Evans-Pritchard followed up with this article the next day.

Excerpts:
... This is a calibrated crisis to test the strength of the US alliance with Japan. It reminds me of the Agadir Crisis in 1911, when Kaiser Wilhelm sent the warship Panther to Morocco to prevent French annexation, though there were a series of such seemingly preposterous episodes.
In a strict sense, the Kaiser was correct. The French were violating earlier accords. But his real purpose was to probe and weaken the British Entente with France (not quite a formal alliance) by picking on an issue where London had little natural sympathy for French actions.
The Japanese have walked straight into the trap. In fairness to the Democratic Party of Japan, it interceded to buy three of the five disputed islands to head off an even more dangerous move by the nationalist governor of Tokyo, Shintaro Ishihara.
And in fairness to Chinese government, they have sent paramilitary vessels to the islands rather than a naval squadron. That is a crucial difference.

... The US has an impossible task maintaining "neutrality", and Beijing knows it.
Washington guarantees Japan’s defence under its US nuclear umbrella. It uses military bases on Japanese soil as an unsinkable aircraft carrier. It works hand in glove with Tokyo in a tight military alliance.
The question is whether Washington is really willing to uphold the Japanese alliance as the going gets tougher. Will it let America to be led by the nose by Japanese nationalists into a clash that is not obviously – or immediately – in US national interest?
President Barack Obama faces the toughest diplomatic choice of any US leader since John Kennedy. Ultimately, this matters much more than the nuclear posturing of loud-mouth Ahmadinejad and his clerico-Fascists.
Mr Obama will put the world’s two superpowers on a collision course if he takes a hard line with China, that is to say if he feeds fears of strategic encirclement and feeds suspicions that America will try to block China’s rise as a great power.
He will cause panic Japan and a lurch towards full-blown rearmament – and a dash for nuclear weapons – if he seems to lets down Tokyo as the soon the pressure builds.
Judging by the new anti-missile radar system agreed between America and Japan on Monday, Mr Obama is tilting towards Japan. Whether that is the right policy or the wrong policy, it will certainly have consequences.

...As long-standing readers know, my own view is that the West should "appease" China – in the old-fashioned and honourable meaning of the word – until and unless such a policy proves unworkable.
We must be very careful to avoid the "Wilhelmine syndrome", turning a potential enemy into an actual enemy by playing to China’s fears – perfectly understandable fears in many ways.
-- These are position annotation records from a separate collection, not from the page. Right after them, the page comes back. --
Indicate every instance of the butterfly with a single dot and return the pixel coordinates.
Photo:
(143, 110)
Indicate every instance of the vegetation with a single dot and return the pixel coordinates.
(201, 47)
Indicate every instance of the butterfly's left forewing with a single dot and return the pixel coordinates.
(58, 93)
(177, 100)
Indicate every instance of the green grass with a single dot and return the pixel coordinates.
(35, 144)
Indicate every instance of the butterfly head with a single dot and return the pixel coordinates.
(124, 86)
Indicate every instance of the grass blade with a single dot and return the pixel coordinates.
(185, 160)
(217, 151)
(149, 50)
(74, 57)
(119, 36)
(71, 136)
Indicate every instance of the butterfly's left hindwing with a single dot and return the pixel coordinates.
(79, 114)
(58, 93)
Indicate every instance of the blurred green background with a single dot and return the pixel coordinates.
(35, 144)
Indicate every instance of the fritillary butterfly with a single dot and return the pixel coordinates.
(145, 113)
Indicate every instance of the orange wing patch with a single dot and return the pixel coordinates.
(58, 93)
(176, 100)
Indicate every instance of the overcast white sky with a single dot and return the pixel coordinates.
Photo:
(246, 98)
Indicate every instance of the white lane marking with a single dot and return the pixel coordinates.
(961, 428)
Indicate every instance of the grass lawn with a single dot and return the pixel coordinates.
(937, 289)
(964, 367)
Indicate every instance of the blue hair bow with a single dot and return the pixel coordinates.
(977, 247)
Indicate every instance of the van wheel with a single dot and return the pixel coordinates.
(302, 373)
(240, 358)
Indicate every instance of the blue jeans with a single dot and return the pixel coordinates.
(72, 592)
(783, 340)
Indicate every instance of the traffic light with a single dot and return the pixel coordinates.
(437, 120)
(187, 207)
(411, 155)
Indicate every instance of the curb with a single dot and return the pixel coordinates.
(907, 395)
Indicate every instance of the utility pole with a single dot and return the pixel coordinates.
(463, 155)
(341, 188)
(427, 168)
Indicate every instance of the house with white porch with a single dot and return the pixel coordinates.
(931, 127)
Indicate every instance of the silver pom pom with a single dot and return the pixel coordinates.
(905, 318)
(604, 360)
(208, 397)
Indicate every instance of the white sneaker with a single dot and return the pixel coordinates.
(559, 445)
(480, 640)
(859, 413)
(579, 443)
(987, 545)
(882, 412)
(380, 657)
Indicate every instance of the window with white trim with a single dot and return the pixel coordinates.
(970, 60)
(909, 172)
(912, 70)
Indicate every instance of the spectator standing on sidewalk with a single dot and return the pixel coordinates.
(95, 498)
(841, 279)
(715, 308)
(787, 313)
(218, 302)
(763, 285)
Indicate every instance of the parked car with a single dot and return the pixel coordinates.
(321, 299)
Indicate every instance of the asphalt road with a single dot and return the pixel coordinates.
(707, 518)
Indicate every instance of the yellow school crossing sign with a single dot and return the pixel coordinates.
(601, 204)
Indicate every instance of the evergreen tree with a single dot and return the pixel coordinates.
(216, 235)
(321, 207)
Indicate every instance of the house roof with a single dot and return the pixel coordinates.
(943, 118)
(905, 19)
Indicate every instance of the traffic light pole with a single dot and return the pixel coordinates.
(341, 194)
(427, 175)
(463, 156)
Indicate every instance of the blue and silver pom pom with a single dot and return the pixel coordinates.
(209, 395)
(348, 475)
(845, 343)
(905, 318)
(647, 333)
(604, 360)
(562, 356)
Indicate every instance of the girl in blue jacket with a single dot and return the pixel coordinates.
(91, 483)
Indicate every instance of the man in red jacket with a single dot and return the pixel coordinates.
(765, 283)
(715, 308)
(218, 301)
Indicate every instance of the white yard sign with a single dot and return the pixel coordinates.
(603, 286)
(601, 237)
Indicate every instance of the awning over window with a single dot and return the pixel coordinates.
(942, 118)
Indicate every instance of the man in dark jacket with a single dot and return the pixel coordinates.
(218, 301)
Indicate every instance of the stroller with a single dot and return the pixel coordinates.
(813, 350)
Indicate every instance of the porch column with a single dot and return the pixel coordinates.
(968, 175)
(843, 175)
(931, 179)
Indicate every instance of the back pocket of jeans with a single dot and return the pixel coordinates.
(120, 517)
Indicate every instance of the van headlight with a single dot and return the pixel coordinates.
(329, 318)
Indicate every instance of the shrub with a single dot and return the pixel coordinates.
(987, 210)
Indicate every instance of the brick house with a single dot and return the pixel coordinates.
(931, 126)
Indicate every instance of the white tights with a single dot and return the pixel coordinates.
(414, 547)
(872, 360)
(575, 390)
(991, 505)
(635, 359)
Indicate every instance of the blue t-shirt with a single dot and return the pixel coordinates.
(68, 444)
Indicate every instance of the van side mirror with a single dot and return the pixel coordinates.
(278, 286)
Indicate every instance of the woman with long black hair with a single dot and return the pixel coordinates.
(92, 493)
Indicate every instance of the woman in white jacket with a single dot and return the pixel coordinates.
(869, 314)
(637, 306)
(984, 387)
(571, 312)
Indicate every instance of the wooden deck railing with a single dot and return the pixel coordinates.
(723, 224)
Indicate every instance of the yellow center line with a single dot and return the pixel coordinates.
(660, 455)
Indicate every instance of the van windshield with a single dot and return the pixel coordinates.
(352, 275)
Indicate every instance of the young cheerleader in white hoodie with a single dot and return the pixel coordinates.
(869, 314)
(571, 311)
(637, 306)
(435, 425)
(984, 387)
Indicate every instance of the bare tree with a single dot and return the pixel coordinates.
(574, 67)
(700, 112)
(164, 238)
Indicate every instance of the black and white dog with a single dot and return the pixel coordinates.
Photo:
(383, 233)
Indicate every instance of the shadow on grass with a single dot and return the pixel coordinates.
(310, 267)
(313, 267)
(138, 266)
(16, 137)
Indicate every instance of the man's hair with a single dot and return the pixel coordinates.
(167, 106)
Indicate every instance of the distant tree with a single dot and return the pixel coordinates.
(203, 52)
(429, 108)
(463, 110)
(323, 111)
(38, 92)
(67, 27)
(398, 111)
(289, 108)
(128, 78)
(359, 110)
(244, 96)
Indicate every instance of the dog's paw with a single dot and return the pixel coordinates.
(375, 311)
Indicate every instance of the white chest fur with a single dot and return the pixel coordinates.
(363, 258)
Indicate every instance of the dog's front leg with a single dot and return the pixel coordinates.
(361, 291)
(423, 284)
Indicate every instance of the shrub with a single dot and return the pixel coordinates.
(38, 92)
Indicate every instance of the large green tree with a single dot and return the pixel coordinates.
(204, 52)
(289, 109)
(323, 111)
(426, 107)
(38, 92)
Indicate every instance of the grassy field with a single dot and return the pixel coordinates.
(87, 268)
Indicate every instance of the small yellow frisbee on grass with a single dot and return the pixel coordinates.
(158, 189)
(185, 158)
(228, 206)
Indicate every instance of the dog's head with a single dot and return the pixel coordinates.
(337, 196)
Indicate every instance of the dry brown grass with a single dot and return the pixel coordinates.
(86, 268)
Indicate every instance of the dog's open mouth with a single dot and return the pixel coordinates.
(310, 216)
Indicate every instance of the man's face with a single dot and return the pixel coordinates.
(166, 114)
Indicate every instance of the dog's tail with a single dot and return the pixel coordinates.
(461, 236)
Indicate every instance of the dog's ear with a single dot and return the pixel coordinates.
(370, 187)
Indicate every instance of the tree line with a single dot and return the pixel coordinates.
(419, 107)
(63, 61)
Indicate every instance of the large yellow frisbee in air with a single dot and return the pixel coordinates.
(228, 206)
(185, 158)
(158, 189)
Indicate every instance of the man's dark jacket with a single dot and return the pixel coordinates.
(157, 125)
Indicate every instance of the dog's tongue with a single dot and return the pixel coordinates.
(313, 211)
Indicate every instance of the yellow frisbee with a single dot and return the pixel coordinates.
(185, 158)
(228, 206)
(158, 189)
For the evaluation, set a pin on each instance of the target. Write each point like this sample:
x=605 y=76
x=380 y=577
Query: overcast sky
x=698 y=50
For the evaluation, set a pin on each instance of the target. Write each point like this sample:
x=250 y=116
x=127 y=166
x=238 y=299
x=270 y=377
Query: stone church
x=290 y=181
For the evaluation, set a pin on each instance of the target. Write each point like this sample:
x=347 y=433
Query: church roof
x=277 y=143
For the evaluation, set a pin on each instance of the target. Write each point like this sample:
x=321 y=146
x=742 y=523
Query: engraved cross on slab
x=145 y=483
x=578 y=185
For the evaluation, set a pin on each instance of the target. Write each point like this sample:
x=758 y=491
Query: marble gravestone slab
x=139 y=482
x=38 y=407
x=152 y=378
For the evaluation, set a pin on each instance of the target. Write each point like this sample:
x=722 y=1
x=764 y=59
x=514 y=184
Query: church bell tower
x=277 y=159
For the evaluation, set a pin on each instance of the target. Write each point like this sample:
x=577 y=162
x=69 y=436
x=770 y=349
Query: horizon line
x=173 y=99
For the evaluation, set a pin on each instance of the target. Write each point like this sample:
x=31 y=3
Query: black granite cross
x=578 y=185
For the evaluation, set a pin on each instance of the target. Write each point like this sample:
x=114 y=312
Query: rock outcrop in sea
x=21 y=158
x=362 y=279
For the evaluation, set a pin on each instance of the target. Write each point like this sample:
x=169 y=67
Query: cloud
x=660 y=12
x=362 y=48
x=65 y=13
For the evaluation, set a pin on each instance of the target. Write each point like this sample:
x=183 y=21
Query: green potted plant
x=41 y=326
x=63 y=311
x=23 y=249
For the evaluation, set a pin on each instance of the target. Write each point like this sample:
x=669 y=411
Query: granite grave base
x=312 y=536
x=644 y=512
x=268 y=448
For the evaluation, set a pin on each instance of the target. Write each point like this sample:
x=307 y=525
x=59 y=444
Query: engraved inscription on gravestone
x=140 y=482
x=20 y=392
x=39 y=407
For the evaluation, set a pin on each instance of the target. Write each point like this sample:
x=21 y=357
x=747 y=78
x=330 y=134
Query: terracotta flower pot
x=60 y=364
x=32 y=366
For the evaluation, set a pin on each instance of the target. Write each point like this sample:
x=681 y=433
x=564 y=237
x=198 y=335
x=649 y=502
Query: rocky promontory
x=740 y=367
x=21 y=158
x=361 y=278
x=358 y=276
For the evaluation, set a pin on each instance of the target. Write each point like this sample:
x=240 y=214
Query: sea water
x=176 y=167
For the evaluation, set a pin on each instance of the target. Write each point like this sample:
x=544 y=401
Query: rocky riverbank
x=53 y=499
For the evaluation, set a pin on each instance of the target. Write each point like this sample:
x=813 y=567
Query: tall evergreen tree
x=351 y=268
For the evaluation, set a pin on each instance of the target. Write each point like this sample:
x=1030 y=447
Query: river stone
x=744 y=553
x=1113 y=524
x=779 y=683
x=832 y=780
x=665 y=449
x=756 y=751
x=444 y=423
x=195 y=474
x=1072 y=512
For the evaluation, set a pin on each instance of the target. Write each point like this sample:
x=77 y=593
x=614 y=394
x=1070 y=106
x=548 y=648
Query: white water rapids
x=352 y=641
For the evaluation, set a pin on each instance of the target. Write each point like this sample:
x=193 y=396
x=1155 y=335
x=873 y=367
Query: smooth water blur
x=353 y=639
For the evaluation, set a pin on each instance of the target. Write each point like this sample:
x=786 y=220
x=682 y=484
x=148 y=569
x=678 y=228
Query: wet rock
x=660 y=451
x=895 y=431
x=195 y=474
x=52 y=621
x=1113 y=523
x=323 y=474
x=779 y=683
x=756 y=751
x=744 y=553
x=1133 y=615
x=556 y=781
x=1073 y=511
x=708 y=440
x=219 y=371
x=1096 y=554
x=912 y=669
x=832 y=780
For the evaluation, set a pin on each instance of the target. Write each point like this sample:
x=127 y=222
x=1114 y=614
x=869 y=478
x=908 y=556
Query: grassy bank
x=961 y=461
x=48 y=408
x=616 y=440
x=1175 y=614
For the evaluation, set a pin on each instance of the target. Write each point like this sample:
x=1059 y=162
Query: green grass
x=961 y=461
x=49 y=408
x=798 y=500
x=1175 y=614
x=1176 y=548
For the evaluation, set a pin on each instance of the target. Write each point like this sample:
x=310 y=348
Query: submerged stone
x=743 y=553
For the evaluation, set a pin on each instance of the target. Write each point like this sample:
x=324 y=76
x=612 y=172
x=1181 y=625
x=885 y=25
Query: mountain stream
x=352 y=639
Easier said than done, of course.
That means bending some way to accommodate a rising China and to draw it peacefully in the system of world governance as a full stakeholder and respected power. This, broadly, has been the policy Mr Obama has championed: a greater role for China in the G20, the IMF, and World Bank.
Ultra-hawks such as former UN Ambassador John Bolton pushing for a policy of containment and outright confrontation are in my view a danger to humanity.
These latterday MacArthurs are more likely to inflame the feelings of mid-ranking officers in the PLA – easily inflamed, mind you – and strengthen the hand of those in the Standing Committee who want a showdown with the West.

... The Communist leadership is of course riding a tiger that it fattened in the first place. Jiang Zemin stoked revanchist hatred of the Japanese with his "Patriotic Education Campaign" of the 1990s to divert attention from party corruption and the fallout from China’s Capitalisme Sauvage.
These feelings now have a life of their own, hard to switch on and off at will.
The immediate flap over the these islands may soon subside – if it has not already – but there will be many more such incidents in coming years. The world is heading into perilous waters.